Nate Noel

Profile
- Position: Running back

Personal information
- Born: May 4, 2002 (age 24) Miami, Florida, U.S.
- Listed height: 5 ft 8 in (1.73 m)
- Listed weight: 200 lb (91 kg)

Career information
- High school: Miami Northwestern Senior
- College: Appalachian State (2020–2023) Missouri (2024)
- NFL draft: 2025: undrafted

Career history
- Miami Dolphins (2025)*; Indianapolis Colts (2025)*; Birmingham Stallions (2026)*;
- * Offseason or practice squad member only

Awards and highlights
- First-team All-Sun Belt (2021);
- Stats at Pro Football Reference

= Nate Noel =

American football player (born 2002)

Nate Noel (born May 4, 2002) is an American professional football running back. He played college football for the Appalachian State Mountaineers and Missouri Tigers.

== Early life ==
Noel attended Miami Northwestern Senior High School in Miami, Florida, winning state titles in both track and football. He was rated as a three-star recruit and committed to play college football for the Appalachian State Mountaineers.

== College career ==
=== Appalachian State ===
As a freshman in 2020, Noel rushed 82 times for 510 yards and three touchdowns. In 2021, he had a breakout season leading the Sun Belt Conference, running for 1,126 yards and four touchdowns on 199 carries where for his performance he was named first-team all Sun Belt. In 2022, Noel notched 604 yards and six touchdowns on 87 carries.

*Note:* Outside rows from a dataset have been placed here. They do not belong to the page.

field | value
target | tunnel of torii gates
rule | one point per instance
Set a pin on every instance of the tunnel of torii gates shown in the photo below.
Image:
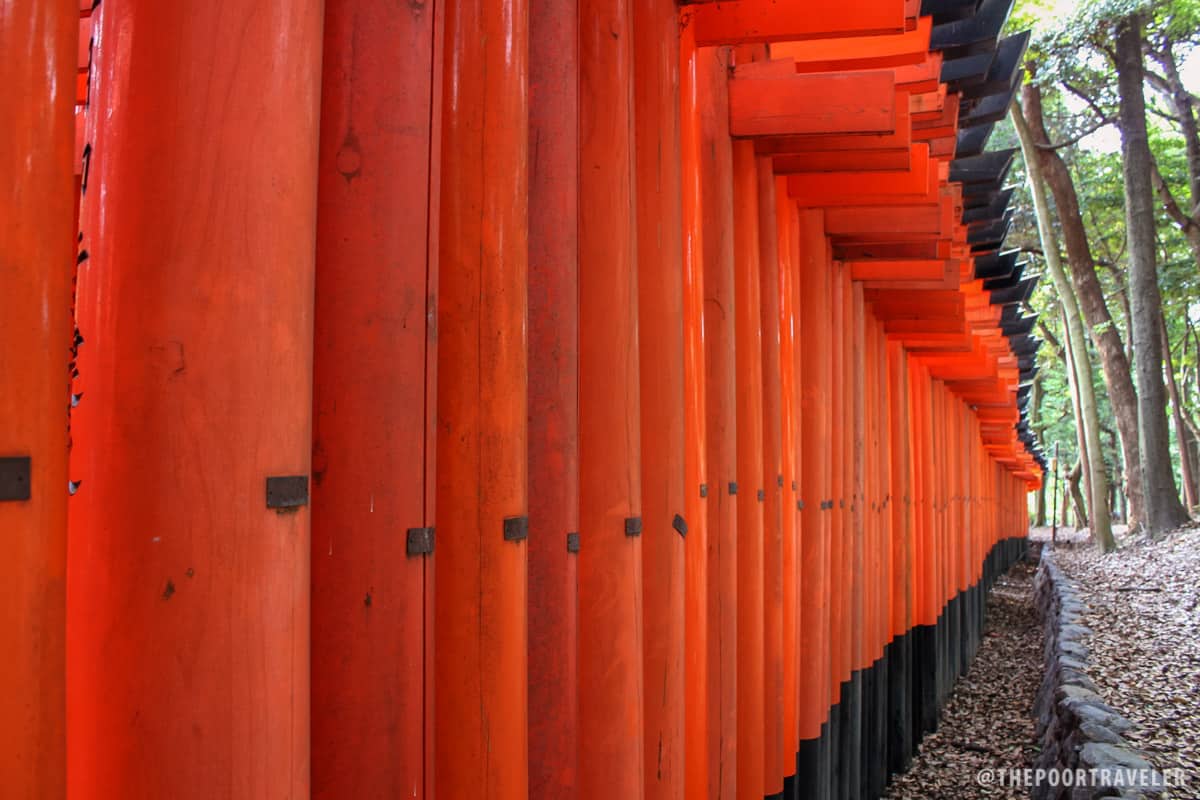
(502, 398)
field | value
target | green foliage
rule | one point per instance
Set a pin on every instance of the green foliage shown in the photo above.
(1071, 59)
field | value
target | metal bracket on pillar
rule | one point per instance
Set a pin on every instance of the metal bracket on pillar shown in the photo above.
(15, 477)
(679, 524)
(420, 541)
(516, 529)
(287, 492)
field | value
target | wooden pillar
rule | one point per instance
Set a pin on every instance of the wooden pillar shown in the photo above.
(840, 541)
(751, 491)
(37, 206)
(611, 699)
(814, 389)
(553, 400)
(696, 488)
(856, 554)
(373, 416)
(790, 513)
(661, 373)
(772, 479)
(190, 571)
(480, 644)
(720, 396)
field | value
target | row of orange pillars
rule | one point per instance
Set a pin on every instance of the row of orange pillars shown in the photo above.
(505, 398)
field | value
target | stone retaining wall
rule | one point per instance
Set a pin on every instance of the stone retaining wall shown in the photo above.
(1079, 733)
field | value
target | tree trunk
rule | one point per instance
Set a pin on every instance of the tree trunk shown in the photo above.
(1039, 511)
(1077, 497)
(1183, 107)
(1087, 419)
(1181, 432)
(1163, 507)
(1081, 420)
(1114, 358)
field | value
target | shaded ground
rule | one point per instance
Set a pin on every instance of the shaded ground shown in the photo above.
(987, 723)
(1144, 611)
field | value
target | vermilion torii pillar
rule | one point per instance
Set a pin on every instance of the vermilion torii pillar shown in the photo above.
(373, 425)
(189, 567)
(553, 398)
(480, 642)
(660, 340)
(37, 65)
(611, 524)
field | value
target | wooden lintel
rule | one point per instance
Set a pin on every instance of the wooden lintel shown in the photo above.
(855, 102)
(768, 20)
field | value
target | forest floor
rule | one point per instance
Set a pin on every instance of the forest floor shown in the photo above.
(987, 725)
(1143, 606)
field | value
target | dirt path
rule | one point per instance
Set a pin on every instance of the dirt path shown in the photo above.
(1143, 605)
(987, 723)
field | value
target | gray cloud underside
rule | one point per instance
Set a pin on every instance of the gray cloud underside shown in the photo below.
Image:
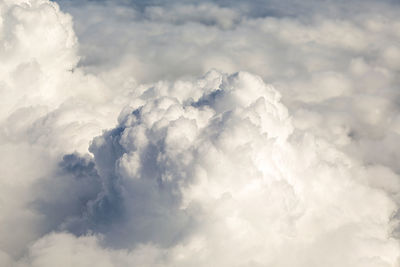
(186, 133)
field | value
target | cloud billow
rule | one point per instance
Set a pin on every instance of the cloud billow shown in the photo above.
(118, 150)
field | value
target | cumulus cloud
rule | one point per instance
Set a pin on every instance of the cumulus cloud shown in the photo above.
(119, 150)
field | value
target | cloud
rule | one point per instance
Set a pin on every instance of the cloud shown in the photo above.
(118, 150)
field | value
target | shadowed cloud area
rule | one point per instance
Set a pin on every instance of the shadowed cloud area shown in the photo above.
(212, 133)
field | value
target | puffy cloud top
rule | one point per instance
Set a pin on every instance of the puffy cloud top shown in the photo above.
(115, 153)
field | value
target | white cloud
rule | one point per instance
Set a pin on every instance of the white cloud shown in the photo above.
(223, 170)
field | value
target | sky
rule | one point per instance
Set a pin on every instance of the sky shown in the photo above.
(199, 133)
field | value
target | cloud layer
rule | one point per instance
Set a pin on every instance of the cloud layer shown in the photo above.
(155, 141)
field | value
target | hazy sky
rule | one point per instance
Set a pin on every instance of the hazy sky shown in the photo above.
(199, 133)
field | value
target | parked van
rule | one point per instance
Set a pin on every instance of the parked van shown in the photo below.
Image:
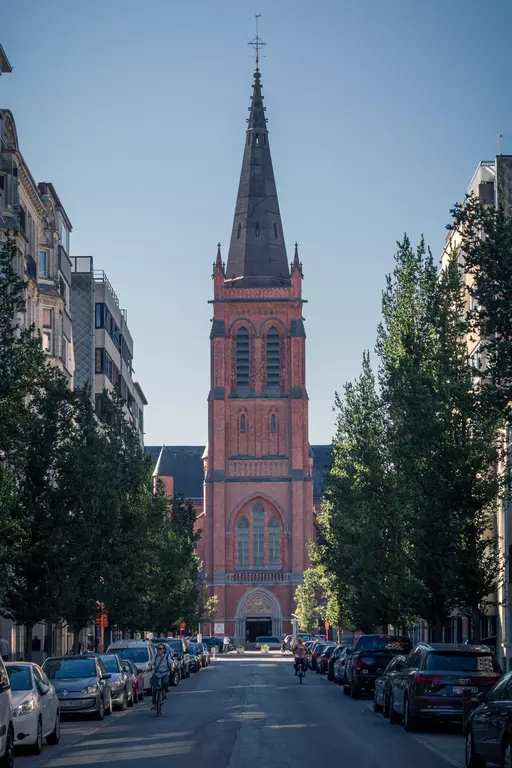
(141, 652)
(6, 721)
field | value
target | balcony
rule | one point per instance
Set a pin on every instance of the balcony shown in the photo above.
(258, 577)
(31, 268)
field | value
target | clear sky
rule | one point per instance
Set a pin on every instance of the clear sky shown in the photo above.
(379, 111)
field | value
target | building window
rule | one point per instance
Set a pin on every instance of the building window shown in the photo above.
(273, 359)
(64, 236)
(242, 358)
(242, 531)
(99, 315)
(274, 542)
(258, 534)
(43, 263)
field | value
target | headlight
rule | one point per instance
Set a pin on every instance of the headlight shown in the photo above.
(24, 708)
(90, 690)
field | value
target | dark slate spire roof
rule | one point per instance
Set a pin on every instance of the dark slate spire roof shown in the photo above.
(257, 252)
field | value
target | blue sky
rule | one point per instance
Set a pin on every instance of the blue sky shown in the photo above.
(379, 111)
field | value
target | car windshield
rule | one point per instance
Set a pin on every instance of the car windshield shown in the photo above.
(20, 678)
(383, 643)
(134, 653)
(462, 662)
(64, 669)
(110, 663)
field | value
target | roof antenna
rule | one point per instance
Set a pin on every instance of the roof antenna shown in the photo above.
(257, 42)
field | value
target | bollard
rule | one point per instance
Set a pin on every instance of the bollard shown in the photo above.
(467, 707)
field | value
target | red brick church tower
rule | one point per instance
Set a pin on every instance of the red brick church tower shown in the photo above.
(258, 494)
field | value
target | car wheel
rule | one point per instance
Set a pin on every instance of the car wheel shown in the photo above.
(473, 760)
(37, 746)
(411, 723)
(7, 761)
(100, 713)
(355, 691)
(394, 717)
(54, 736)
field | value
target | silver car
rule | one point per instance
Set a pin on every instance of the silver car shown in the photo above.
(82, 684)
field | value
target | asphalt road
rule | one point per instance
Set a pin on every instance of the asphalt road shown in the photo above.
(249, 712)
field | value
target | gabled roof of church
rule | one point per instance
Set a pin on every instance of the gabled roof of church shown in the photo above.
(257, 252)
(184, 463)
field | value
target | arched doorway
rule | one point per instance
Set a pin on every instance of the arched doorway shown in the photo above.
(258, 613)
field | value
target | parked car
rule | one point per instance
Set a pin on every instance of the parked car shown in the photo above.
(339, 665)
(382, 693)
(204, 654)
(6, 719)
(432, 682)
(194, 662)
(368, 658)
(274, 643)
(181, 654)
(323, 659)
(332, 658)
(489, 728)
(82, 684)
(120, 680)
(141, 652)
(137, 679)
(35, 706)
(174, 674)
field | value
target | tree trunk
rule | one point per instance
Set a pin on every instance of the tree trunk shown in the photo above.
(27, 650)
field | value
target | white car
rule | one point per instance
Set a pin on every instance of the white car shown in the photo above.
(6, 720)
(35, 706)
(141, 652)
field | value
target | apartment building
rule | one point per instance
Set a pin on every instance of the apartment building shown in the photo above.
(491, 181)
(37, 219)
(103, 342)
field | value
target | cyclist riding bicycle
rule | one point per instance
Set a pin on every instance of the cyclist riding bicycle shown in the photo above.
(299, 652)
(161, 666)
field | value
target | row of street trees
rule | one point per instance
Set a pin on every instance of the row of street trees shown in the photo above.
(80, 521)
(407, 528)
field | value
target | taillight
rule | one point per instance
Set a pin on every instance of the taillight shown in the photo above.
(428, 682)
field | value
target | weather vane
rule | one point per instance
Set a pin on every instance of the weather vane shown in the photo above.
(257, 43)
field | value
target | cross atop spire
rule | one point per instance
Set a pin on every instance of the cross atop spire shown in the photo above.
(257, 42)
(257, 251)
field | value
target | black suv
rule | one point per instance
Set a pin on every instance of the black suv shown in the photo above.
(180, 652)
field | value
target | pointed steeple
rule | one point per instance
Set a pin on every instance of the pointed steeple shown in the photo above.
(257, 252)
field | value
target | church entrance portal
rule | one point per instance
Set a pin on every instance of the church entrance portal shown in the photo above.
(257, 627)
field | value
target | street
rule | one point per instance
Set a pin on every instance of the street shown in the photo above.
(249, 712)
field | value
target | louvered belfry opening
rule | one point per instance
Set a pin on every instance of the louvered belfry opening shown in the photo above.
(242, 358)
(273, 359)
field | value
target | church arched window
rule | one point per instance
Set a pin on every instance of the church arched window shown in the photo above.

In 2023, he rushed for 834 yards and five touchdowns on 173 carries for the Mountaineers, while also hauling in 16 receptions for 86 yards. After the conclusion of the 2023 season, Noel entered his name into the NCAA transfer portal.

=== Missouri ===
Noel transferred to play for the Missouri Tigers. In week four of the 2024 season, Noel rushed 199 yards on 24 carries as helped the Tigers to a win over the Vanderbilt Commodores.

==Professional career==

Pre-draft measurables
| Height | Weight | Arm length | Hand span | 40-yard dash | 10-yard split | 20-yard split | 20-yard shuttle | Three-cone drill | Bench press |
| 5 ft 7+7⁄8 in (1.72 m) | 194 lb (88 kg) | 29+3⁄8 in (0.75 m) | 9+7⁄8 in (0.25 m) | 4.52 s | 1.59 s | 2.57 s | 4.38 s | 7.21 s | 16 reps |
All values from Pro Day

===Miami Dolphins===
On May 9, 2025, Noel signed with the Miami Dolphins as an undrafted free agent after going unselected in the 2025 NFL draft. He was waived on July 28.

===Indianapolis Colts===
On August 9, 2025, Noel signed with the Indianapolis Colts. He was waived on August 25.

===Birmingham Stallions===
On January 14, 2026, Noel was drafted by the Birmingham Stallions. He was released on March 19.